[firebird-support] Re: In memory sorting consumes alot of space

2013-05-18 Thread haris_p_sw


--- In firebird-support@yahoogroups.com, Alexandre Benson Smith iblist@... 
wrote:


  Here is my query which is a join between three tables. prdInCatTab holds 
  the keys to product and prdCategory and it's a one-to-many relationship:
 
  SELECT FIRST 10 SKIP 500 *
  FROM product JOIN prdInCatTab ON prdInCatTab.PINCPrdId = product.prdId
  JOIN prdCategory ON prdCategory.catId = prdInCatTab.PINCCatId
  WHERE prdCategory.catShowFlag = '1'
  AND product.prdHideFlag != '1'
  AND prdInCatTab.PINCPrimary = '1'
  ORDER BY prdInCatTab.PINCRank DESC, product.nameUp ASC;
 
  And here is the plan:
 
  PLAN SORT (JOIN (PRDINCATTAB NATURAL, PRDCATEGORY INDEX (PK_PRDCATEGORY), 
  PRODUCT INDEX (PK_PRODUCT)))
 
  Well, my actual question could be: Why does Firebird consume such a large 
  amount of sorting space? It is almost impossible for a web server which has 
  over 100 connections to allocate such amounts of memory space. As I wrote 
  in my first post here are my numbers:
 
  1. Table product's size is between 30 and 40 MB. The other two have small 
  size.
 
  2. TempCacheLimit = 536870912 with Classic Super Server if you want to have 
  an acceptable run(4-5 secs first run on my laptop, around 2 secs all next 
  runs).
 
  3. Firebird server does actually need from 200 to 450 MB for each run.
 
  Although my production servers are much faster than my laptop, I replaced 
  the above query with another that uses a subquery as a virtual table.
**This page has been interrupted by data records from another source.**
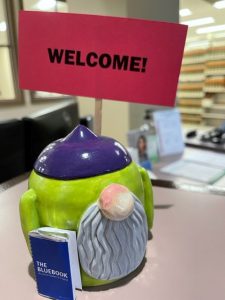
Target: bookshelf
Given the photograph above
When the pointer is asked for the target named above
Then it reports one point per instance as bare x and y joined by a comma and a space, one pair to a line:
201, 89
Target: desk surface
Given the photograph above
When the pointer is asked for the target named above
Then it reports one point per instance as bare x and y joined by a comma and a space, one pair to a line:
185, 259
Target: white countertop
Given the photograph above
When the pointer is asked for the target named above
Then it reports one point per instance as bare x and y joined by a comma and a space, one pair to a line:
185, 259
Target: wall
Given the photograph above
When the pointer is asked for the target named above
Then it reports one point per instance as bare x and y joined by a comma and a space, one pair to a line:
115, 115
127, 116
159, 10
118, 117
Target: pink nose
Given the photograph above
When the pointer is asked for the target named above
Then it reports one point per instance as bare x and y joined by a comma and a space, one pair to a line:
116, 202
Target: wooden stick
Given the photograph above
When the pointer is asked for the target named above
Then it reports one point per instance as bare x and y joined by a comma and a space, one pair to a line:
98, 116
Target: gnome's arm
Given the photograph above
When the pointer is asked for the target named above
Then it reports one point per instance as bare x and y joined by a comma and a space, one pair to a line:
28, 213
148, 201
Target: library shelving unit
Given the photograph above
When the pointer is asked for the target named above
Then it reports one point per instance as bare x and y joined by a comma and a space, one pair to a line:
201, 90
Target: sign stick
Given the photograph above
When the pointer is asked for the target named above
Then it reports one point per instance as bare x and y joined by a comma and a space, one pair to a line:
98, 116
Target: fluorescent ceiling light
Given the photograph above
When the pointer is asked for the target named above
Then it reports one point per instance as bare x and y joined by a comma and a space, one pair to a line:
184, 12
219, 4
199, 22
210, 29
3, 26
46, 4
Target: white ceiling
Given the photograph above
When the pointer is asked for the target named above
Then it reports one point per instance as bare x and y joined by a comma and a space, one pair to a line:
202, 9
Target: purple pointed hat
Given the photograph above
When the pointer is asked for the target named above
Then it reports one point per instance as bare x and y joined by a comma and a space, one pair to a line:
81, 154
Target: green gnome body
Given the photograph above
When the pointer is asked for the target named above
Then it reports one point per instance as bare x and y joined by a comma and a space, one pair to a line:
89, 184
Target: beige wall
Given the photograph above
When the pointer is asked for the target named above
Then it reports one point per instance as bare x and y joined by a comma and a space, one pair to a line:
115, 116
6, 80
118, 117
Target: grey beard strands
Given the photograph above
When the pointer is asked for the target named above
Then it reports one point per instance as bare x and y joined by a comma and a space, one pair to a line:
112, 249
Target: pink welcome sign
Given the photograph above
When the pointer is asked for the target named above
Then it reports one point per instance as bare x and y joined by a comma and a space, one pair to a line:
103, 57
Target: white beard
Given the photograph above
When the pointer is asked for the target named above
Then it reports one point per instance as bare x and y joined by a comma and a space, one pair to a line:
112, 249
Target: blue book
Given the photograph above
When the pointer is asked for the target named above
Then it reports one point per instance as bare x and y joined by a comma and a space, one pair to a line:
55, 260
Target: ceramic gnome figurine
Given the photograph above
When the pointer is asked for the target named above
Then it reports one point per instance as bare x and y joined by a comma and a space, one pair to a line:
89, 184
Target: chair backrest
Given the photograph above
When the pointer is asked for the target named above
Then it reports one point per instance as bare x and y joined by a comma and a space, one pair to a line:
12, 149
47, 126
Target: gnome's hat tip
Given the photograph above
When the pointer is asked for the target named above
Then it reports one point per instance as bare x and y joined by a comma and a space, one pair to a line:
80, 133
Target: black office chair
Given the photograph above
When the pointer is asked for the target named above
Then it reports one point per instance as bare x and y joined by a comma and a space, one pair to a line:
12, 149
46, 126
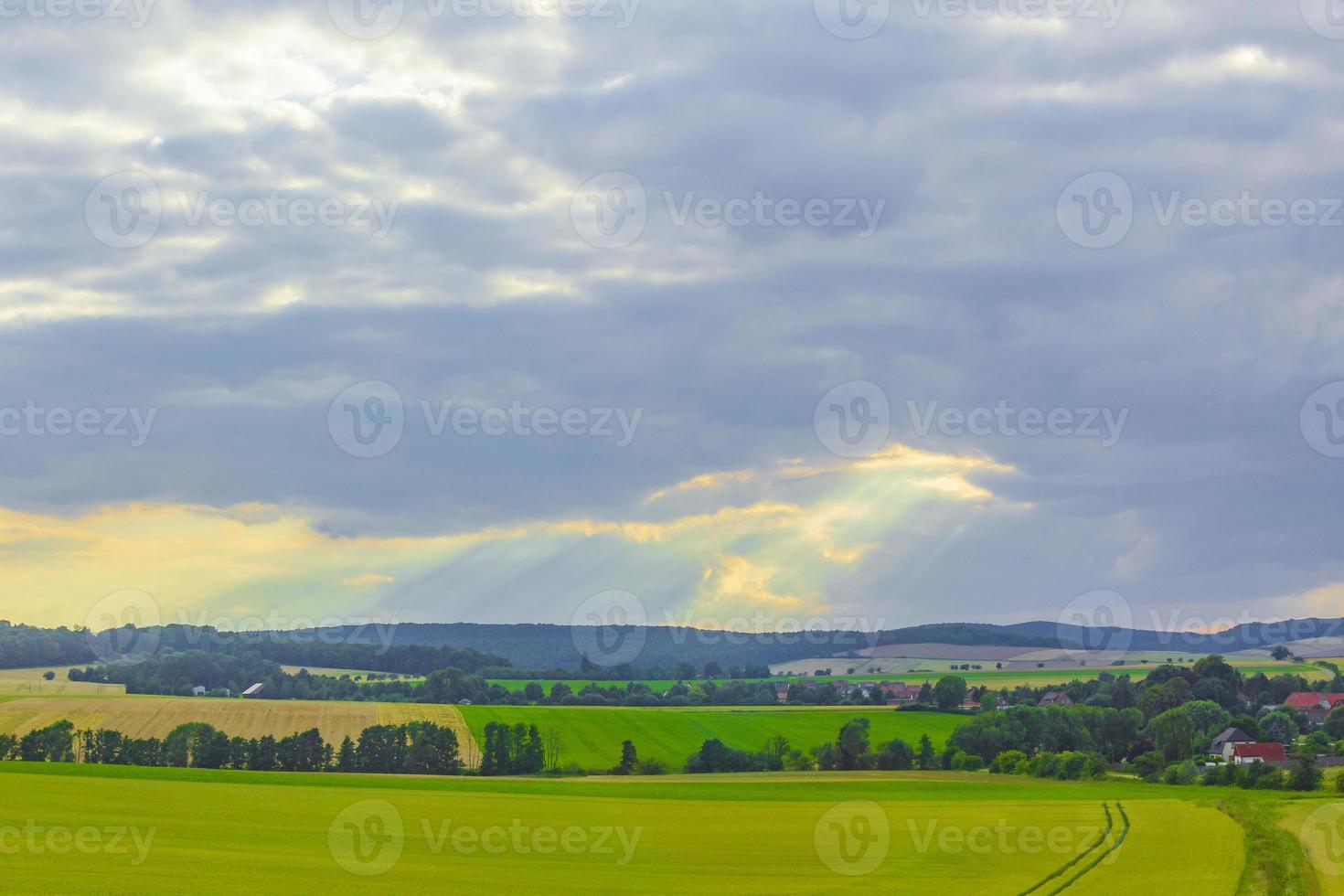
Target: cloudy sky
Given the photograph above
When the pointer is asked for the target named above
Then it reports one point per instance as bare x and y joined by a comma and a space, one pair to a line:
894, 314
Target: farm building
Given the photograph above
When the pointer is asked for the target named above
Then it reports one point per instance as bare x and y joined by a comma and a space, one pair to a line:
1247, 753
1227, 736
900, 693
1312, 700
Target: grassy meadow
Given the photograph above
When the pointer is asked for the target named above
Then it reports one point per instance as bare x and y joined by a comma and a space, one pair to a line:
988, 676
151, 716
592, 735
31, 683
812, 833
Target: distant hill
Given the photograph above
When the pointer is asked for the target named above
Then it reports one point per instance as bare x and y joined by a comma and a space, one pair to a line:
529, 646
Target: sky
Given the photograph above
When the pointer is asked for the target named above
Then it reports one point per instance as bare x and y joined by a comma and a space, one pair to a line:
754, 312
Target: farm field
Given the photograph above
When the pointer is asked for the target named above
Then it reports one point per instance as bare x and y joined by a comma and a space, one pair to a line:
30, 681
145, 716
903, 832
337, 673
991, 677
592, 735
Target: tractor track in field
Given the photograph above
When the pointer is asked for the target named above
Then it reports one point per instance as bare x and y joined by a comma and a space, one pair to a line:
1090, 852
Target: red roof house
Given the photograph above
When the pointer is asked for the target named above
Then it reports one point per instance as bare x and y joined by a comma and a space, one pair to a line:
1308, 699
1244, 753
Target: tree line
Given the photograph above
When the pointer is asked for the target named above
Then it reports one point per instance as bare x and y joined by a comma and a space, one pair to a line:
414, 749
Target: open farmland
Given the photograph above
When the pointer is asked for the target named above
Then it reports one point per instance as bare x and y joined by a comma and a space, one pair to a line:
592, 736
144, 716
362, 673
31, 683
988, 676
906, 832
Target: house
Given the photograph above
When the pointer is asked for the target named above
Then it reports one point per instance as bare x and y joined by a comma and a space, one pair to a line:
1227, 736
1301, 700
1247, 753
1315, 706
900, 693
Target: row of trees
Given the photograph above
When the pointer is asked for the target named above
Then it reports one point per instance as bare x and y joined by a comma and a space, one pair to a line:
415, 747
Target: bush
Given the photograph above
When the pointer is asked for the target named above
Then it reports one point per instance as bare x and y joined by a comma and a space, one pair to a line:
1007, 762
1180, 773
963, 762
1306, 775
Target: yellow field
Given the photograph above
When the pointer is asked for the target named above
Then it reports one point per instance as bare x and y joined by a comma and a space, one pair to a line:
143, 716
30, 681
It 
  turned out very fast and not memory consuming:
 
  SELECT * FROM product
   JOIN prdInCatTab ON prdInCatTab.PINCPrdId = product.prdId
   JOIN prdCategory ON prdCategory.catId = prdInCatTab.PINCCatId
   JOIN
  (
  SELECT FIRST 10 SKIP 500 product.prdId as bprdid
  FROM product JOIN prdInCatTab ON prdInCatTab.PINCPrdId = product.prdId
  JOIN prdCategory ON prdCategory.catId = prdInCatTab.PINCCatId
  WHERE catShowFlag = '1'
  AND product.prdHideFlag != '1'
  AND prdInCatTab.PINCPrimary = '1'
  ORDER BY PINCRank DESC, product.nameUp ASC
  ) AS b ON product.prdid = b.bprdid
  AND prdInCatTab.PINCPrimary = '1'
 
  and the plan:
  PLAN JOIN (JOIN (SORT (JOIN (B PRDINCATTAB NATURAL, B PRDCATEGORY INDEX 
  (PK_PRDCATEGORY), B PRODUCT INDEX (PK_PRODUCT))), JOIN (PRDINCATTAB INDEX 
  (FK_PINC_PRODUCT), PRODUCT INDEX (PK_PRODUCT))), PRDCATEGORY INDEX 
  (PK_PRDCATEGORY))
 
  But you can't always substitute your queries easily, can you?
  And it still bothers me as a Firebird user how postgres does it so well.
 
  Regards,
  Haris
 
 
 
 
 
 
 There are blobs in any of the tables ? Since you are using select *, any 
 blobs will be returned. IIRC there is a memory consumition above the 
 expected when blobs are used in sorting (group by, distinct, etc.) I 
 can't recall the exact details and in wich FB version are affected. 
 Perhaps some one could put more information about it. Something 
 regarding the memory be freed just when the transaction is commited or 
 something like that.
 
 But, could you try to remove * and put the just the necessary fields ?
 
 If not, could you put the table strucure of the involved tables ? 
 Perhaps you have large varchar fields that leads to a huge memory usage.
 
 see you !


Hi Set,
Thanks for your reply.

Yes, there are blobs and quite large varchar fields(160). I have already tested 
that if I select only some columns then the query execution time is 
dramatically reduced. My opinion is that it doesn't matter which columns you 
select, what matters is total size of the returned dataset. Actually, that's 
why my solution with the subquery works fast. Because it does the sorting on a 
dataset with very few char and integer columns. Maybe the optimizer could 
follow a similar plan.

Regards,
Haris 



[firebird-support] Re: In memory sorting consumes alot of space

2013-05-18 Thread haris_p_sw
 
 I don't know myself, perhaps postgres applies a simple compression to the 
 intermediate sort files to minimize disk space usage.
 
 The fact that your query create a fully exploded result set of all columns in 
 all of the query tables doesn't help -- it seems very unnecessary -- it only 
 increases the size of the temp sort file.
 
 One possible performance optimization (depending on the selectivity of the 
 prdInCatTab.PINCPrimary column) would be to add an index on this column.  
 This will not reduce the size of the temp sort file, but could improve 
 overall query performance.
 
 
 Sean



Hi Sean,
Thanks for your reply.

Yes. I know that select * doesn't help and I agree with you that the key here 
is the total size of the dataset to be sorted.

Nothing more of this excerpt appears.